Le public fidèle est également de la fête. Il paie ses billets fort cher (25 $ l'entrée), ce public-là. La billetterie finance en partie le futur Centre cinématographique et quartier général du TIFF, qui ouvrira dans deux ans. C'est comme les cotes de la Bourse. La popularité d'un produit détermine sa valeur.

Instinct de mort

Hier, on avait hâte de voir Instinct de mort de Jean-François Richet, première partie de la coproduction France-Québec inspiré de la vie (et de l'autobiographie) du gangster Jacques Mesrine. L'action se déroule en France, en Algérie, en Espagne et au Québec, car l'ennemi public numéro un et as de l'évasion a commis plusieurs de ses hauts faits chez nous entre 1969 et 1972. Vincent Cassel joue Mesrine, Depardieu, son parrain, Cécile de France, sa petite amie. Et Roy Dupuis incarne son copain québécois de galère.
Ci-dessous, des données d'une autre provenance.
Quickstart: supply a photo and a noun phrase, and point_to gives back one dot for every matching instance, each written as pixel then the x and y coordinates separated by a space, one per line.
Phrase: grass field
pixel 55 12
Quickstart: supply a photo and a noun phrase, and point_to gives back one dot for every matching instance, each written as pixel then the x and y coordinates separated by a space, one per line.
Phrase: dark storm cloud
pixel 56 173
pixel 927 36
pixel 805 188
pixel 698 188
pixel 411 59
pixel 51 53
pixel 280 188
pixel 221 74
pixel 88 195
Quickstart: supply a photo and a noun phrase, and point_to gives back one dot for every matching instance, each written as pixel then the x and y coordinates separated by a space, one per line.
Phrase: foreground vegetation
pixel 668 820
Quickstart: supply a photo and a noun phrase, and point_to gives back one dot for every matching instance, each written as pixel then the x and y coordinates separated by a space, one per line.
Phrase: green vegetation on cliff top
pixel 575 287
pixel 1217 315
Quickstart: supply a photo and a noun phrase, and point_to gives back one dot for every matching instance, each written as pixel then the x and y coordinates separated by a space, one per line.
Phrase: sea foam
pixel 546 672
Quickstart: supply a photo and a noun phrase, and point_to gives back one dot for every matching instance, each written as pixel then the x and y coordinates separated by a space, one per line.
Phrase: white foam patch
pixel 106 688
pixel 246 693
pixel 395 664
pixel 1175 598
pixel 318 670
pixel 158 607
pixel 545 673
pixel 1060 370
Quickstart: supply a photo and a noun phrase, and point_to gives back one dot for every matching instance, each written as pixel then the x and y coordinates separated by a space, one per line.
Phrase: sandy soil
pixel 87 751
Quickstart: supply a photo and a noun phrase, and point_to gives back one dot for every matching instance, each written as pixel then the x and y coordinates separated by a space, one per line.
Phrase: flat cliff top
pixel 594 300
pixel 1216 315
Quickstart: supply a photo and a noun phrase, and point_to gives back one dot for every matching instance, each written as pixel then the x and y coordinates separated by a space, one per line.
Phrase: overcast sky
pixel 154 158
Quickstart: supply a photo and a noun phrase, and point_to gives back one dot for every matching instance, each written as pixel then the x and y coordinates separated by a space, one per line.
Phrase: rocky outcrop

Hélas! Cet Instinct de mort est très mauvais. Tourné comme un téléfilm, sans langage cinématographique identifiable, dirigé d'une main lourde et non inspirée, pétri de clichés de polar à trois sous. On voudrait en réchapper quelque chose, mais... Cassel en rajoute, Depardieu nous ennuie, on a rarement vu Cécile de France aussi pitoyable, Roy Dupuis cherche à définir son personnage, sans trouver ses marques. Tout est à l'avenant.

Après s'être tapé la première partie, quelqu'un ira-t-il voir ensuite le volet 2? Rien n'est moins sûr.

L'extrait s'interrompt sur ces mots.